Alchemy gone awry: Rakesh Jhunjhunwala bets on greenfield airline against all odds

Akasa Air will be another low-cost airline flying on the Indian skies soon. Rakesh Jhunjhunwala, known as India's Warren Buffett for his successful stock investments with his Midas touch, plans to team up with former CEOs of IndiGo, the country's biggest carrier, and Jet Airways to tap into demand for domestic air travel. To be sure, his choice of co-promoters is excellent and could be the envy of his competitors-to-be. To have steered their companies through turbulence is an achievement by itself not to talk of the invaluable experience gained by the hands-on involvement.

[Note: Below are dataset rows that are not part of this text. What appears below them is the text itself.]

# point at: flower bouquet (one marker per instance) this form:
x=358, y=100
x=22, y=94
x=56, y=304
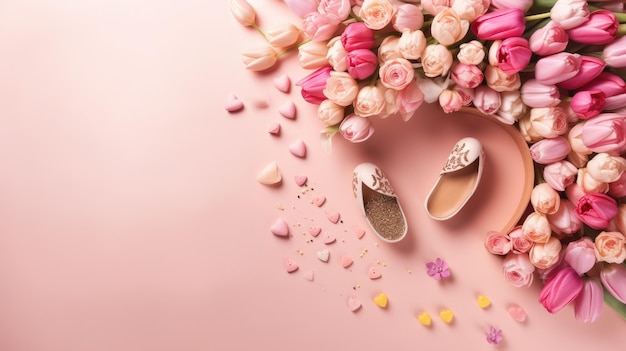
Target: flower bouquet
x=553, y=68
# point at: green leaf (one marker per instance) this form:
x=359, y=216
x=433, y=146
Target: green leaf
x=615, y=304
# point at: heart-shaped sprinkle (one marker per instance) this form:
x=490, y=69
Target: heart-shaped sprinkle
x=315, y=231
x=323, y=255
x=318, y=200
x=359, y=233
x=301, y=180
x=233, y=104
x=274, y=129
x=381, y=300
x=446, y=316
x=329, y=238
x=308, y=275
x=424, y=319
x=374, y=273
x=517, y=313
x=354, y=304
x=483, y=301
x=298, y=148
x=282, y=83
x=280, y=228
x=270, y=175
x=291, y=266
x=346, y=261
x=287, y=110
x=333, y=216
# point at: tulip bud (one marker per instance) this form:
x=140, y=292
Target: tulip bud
x=243, y=12
x=260, y=58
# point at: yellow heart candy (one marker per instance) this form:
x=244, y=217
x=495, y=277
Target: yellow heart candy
x=424, y=319
x=381, y=300
x=446, y=316
x=483, y=301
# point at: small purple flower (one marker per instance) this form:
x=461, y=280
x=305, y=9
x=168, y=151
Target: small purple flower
x=494, y=336
x=438, y=269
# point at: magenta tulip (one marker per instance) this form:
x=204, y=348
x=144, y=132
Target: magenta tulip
x=596, y=210
x=314, y=84
x=499, y=24
x=561, y=289
x=613, y=279
x=589, y=302
x=361, y=63
x=357, y=36
x=513, y=55
x=601, y=28
x=550, y=150
x=605, y=133
x=587, y=104
x=590, y=68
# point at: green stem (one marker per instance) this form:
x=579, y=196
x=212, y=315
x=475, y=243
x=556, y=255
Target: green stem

But the airline is an industry where there are more important imponderables than turnaround time and track record of the co-promoters. It is beset with numerous regulatory hurdles, heavy sunk cost, high cost of aviation fuel on the back of backbreaking fuel taxation policy and the dog-eat-dog competition.

There are too many grounded aircrafts. With more than 600 commercial planes falling silent in India, a global airports’ grouping said finding “enough space” for parking aircraft is the main challenge faced by aerodrome operators. Though things have improved a wee bit since last year, in the Indian context, there were quite a few grounded airlines like Kingfisher and Jet Airways. How did Jhunjhunwala let the grass grow under his feet when Jet was lapped up recently by the Murari Lal Jalan and Kalrock Capital consortium virtually for a song, inflicting a haircut of 95 percent on the lenders in the IBC resolution proceedings before the NCLT?

It is all very well to see the greenfield project as a godsend for Boeing but as far as the Indian government is concerned, national interest should come first. Idle capacity is an eyesore besides being a cost-guzzler what with fixed costs being incurred no matter the planes are flying or not. Any government worth its salt should not give fresh permissions for a greenfield project in the face of unutilised capacity.

It is true that some of the aircrafts of the grounded airlines are unfit for flying what with extensive cannibalisation rendering them unready for take-off. Yet takeover should be the first option given the fact that the grounded airlines in dire need of new suitors besides being available cheap also bring with them a host of approvals and airport infrastructure very expensive and time-consuming to recreate.